Advocacy groups fret over RFID
A comprehensive solution to fight spam must combine strong laws and enforcement with industry cooperation, technological innovation and the empowerment of informed consumers, said Bill Gates, chairman and chief software architect of Microsoft Corp., in a Washington Post op-ed. Microsoft SmartScreen technology is blocking as much as 95 percent of spam, he said. The software learns from nearly 200,000 of the companys customers who have volunteered to classify millions of messages as legitimate or not.

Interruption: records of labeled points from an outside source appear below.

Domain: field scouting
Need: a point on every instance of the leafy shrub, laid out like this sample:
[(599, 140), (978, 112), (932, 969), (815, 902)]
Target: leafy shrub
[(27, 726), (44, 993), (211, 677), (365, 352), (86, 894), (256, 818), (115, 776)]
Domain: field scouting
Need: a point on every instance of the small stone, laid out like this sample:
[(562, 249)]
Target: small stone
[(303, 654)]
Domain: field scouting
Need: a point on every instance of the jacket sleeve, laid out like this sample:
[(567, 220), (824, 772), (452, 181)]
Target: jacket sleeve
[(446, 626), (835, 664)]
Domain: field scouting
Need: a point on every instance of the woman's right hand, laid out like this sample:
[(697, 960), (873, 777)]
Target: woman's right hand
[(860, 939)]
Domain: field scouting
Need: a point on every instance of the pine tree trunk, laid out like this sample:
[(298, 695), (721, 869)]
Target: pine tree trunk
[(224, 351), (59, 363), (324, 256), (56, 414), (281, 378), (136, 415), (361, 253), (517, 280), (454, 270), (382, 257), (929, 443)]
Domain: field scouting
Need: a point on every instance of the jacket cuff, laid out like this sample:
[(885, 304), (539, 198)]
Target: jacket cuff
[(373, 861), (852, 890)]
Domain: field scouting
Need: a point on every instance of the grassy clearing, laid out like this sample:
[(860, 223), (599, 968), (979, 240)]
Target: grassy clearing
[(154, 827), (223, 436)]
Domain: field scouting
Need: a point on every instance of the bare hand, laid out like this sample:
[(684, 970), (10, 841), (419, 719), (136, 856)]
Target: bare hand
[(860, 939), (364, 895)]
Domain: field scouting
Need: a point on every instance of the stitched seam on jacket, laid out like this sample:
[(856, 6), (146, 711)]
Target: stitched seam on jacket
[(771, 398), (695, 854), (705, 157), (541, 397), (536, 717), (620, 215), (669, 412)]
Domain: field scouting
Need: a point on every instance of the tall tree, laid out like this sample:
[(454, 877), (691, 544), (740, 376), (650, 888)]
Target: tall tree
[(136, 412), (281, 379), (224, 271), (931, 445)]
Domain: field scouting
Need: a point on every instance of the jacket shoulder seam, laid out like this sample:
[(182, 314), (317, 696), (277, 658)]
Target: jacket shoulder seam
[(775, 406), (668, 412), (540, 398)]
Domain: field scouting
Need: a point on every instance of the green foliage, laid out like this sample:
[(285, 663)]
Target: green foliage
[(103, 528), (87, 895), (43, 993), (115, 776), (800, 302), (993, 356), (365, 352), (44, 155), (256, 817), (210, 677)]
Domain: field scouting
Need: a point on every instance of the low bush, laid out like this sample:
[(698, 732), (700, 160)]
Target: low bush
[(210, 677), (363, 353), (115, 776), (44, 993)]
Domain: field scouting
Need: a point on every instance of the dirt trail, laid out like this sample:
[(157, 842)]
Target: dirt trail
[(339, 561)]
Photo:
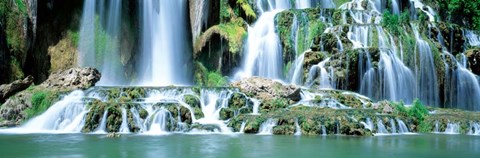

Microsoft last week published a technical white paper that describes its internal security practices, which Microsoft hopes will "help customers successfully secure their environments," the company said. The paper, simply titled "Security at Microsoft," details the methods and technologies that the companys Operations and Technology Group (OTG) use to secure the companys global corporate network of more than 300,000 computers and 4,200 servers. In addition to publishing the white paper, Microsoft has started broadcasting monthly webcasts featuring senior security executives, who articulate the companys message on securing its products and answer questions from IT professionals about where to find software patches and technical information, said Mike Nash, vice president of Microsofts Security Business Unit.
More than 30 U.S. and European civil liberties groups are calling for a voluntary moratorium on the usage of RFID tags. In a statement, the groups said that some uses of RFID technology are inappropriate in a free society and should be flatly prohibited. The groups include the American Civil Liberties Union, the Electronic Privacy Information Centre, the Electronic Frontier Foundation and Privacy International.